Tal sistema de controle também é conhecido como “sistema europeu”, por ter se disseminado na Europa após a Segunda Guerra Mundial, sendo adotado em países como Portugal, Espanha, Alemanha e Itália. O método também influenciou em parte o Legislador brasileiro, tendo sido introduzido em coexistência com o controle difuso mediante emenda à Constituição brasileira de 1946.

Atualmente o Brasil optou por um sistema misto de controle, que combina as características do sistema difuso com métodos do sistema concentrado, em um autêntico controle misto de constitucionalidade (confira aqui explanação de Gilmar Mendes). Se, por um lado todo e qualquer magistrado permanece com a competência para reconhecer a incompatibilidade de uma norma em relação à Constituição tal aptidão coexiste harmonicamente com a possibilidade de o Supremo Tribunal Federal julgar as chamadas “Ações Diretas” (Ação Direta de Inconstitucionalidade, Ação Declaratória de Constitucionalidade e Arguição de Descumprimento de Preceito Fundamental), as quais são dotadas de eficácia erga omnes e efeito vinculante.

Isto significa que no sistema em vigor no Brasil o reconhecimento de inconstitucionalidade em sede de controle concentrado pelo STF acarreta a exclusão da norma do sistema jurídico, independentemente de qualquer providência ulterior da parte do Legislador. Tais decisões, por possuírem o chamado “efeito vinculante”, devem ser seguidas pelos juízes de todas as instâncias do Poder Judiciário.
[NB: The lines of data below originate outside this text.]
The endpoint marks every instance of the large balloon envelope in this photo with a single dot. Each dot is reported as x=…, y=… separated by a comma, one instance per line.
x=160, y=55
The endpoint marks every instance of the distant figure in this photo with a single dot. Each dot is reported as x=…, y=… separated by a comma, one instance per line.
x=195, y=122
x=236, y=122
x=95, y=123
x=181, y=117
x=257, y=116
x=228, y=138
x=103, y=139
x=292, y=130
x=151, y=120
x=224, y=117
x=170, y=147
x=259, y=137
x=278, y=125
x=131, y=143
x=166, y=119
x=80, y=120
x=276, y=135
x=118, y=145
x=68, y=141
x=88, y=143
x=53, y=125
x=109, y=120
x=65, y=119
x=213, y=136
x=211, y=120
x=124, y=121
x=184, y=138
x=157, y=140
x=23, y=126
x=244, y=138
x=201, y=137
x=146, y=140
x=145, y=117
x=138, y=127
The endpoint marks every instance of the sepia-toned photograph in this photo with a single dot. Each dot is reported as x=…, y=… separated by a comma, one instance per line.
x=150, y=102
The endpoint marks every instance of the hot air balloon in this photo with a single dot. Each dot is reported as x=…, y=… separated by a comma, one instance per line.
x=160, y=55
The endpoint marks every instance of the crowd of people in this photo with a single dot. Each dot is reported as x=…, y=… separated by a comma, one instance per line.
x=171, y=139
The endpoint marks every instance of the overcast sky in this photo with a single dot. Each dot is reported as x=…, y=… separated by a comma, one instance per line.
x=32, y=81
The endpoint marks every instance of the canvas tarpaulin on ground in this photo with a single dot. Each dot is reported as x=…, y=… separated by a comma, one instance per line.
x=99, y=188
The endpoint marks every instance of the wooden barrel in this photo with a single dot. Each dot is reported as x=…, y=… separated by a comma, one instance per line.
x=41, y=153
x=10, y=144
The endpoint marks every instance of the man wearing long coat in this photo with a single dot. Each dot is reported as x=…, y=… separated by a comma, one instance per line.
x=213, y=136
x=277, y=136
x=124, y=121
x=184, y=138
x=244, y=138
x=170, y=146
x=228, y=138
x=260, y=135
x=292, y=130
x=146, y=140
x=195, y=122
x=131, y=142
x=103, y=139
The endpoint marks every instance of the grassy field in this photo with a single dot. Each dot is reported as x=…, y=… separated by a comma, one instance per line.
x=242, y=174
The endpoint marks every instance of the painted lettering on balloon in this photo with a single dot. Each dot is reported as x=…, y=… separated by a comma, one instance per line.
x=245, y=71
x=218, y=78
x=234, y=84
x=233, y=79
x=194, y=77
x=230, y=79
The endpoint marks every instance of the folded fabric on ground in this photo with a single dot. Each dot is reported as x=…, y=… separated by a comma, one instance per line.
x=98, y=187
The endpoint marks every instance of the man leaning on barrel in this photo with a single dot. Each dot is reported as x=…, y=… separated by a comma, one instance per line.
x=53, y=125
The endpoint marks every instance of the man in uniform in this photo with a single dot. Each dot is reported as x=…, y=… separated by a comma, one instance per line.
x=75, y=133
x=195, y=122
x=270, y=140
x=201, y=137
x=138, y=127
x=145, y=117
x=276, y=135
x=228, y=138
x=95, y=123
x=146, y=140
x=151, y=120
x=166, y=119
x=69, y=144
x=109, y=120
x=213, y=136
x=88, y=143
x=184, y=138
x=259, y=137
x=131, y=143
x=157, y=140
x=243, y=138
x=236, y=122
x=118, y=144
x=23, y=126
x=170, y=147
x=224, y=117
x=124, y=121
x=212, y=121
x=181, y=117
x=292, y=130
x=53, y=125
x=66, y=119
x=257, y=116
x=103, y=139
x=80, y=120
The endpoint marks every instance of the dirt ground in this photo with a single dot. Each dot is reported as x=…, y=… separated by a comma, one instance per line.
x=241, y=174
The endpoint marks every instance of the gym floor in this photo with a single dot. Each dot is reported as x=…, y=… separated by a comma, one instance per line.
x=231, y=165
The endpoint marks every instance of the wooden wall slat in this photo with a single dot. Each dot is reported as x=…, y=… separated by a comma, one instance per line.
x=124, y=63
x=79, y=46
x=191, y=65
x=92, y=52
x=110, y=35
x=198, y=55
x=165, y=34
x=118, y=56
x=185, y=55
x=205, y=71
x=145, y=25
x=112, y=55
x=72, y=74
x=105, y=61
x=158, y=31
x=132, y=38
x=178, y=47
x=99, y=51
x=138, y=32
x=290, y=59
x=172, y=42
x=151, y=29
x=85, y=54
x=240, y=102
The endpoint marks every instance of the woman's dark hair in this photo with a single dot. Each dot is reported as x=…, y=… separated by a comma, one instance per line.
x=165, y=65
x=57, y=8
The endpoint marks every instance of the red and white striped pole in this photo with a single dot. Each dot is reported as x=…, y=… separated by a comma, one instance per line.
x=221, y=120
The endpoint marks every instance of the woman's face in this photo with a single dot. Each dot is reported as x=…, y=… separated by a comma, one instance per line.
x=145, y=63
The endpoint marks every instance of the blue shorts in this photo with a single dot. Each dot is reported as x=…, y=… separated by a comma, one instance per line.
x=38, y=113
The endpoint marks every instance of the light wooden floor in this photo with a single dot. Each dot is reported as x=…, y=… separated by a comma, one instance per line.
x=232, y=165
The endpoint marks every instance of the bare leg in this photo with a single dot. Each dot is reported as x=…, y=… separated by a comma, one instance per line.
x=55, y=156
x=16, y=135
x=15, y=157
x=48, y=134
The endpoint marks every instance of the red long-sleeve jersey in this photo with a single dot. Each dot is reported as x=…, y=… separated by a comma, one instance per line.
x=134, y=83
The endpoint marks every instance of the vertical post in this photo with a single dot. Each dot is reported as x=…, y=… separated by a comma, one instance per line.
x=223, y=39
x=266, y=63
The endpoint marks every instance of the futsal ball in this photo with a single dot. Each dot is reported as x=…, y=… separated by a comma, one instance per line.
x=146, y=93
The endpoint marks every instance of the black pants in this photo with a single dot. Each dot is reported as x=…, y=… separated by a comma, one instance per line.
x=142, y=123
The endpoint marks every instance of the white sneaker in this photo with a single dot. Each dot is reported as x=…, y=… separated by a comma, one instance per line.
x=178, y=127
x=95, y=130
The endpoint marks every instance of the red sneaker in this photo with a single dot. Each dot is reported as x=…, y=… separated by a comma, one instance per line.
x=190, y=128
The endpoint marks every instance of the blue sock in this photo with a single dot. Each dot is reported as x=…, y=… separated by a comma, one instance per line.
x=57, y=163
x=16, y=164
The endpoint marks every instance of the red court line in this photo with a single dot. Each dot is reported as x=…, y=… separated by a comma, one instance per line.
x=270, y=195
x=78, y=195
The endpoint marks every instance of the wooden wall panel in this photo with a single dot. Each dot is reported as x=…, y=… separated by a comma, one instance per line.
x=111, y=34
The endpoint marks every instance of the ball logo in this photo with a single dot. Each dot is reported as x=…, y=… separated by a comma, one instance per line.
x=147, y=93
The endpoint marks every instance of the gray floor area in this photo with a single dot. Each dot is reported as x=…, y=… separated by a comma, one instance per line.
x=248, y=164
O Supremo, porém, atua em ambas as frentes do controle de constitucionalidade, pois também julga casos em que o controle é feito de forma incidental (como em Recursos Extraordinários ou julgamentos de Habeas Corpus[4]). Em tais situações, a decisão do STF não é oponível aos magistrados de instâncias inferiores, a não ser que seja editada Súmula Vinculante[5] sobre o tema, ou que se trate de Recurso Extraordinário julgado sob o regime da Repercussão Geral[6].

É neste contexto da coexistência entre controle difuso e controle concentrado que se localiza a temática do “controle de convencionalidade”[7], como mecanismo de tutela da força normativa de tratados internacionais de Direitos Humanos devidamente incorporados ao Direito positivo brasileiro.

Todavia, para poder compreender o instituto do “controle de convencionalidade” torna-se imprescindível uma abordagem inicial acerca do regime constitucional dos tratados internacionais de Direitos Humanos, objeto do tópico seguinte.

3. Regime jurídico constitucional dos tratados internacionais no Brasil

Como bem aponta Flavia Piovesan[8], reverberando lição de Henkin, a palavra “Tratado” é um termo genérico que abarca todo e qualquer acordo de vontades entre sujeitos de Direito Internacional, podendo eventualmente receber as denominações de “Convenção”, “Pacto”, “Protocolo”, dentre outras.

Um dos pontos essenciais do regime jurídico dos tratados internacionais em geral no Direito Brasileiro consiste na definição do momento em que eles passam a integrar o sistema do direito positivo nacional. Neste pormenor, a Constituição de 1988 adotou nitidamente a regra da necessidade de homologação interna do Tratado internacional para que ele possa iniciar a produção de efeitos em território nacional.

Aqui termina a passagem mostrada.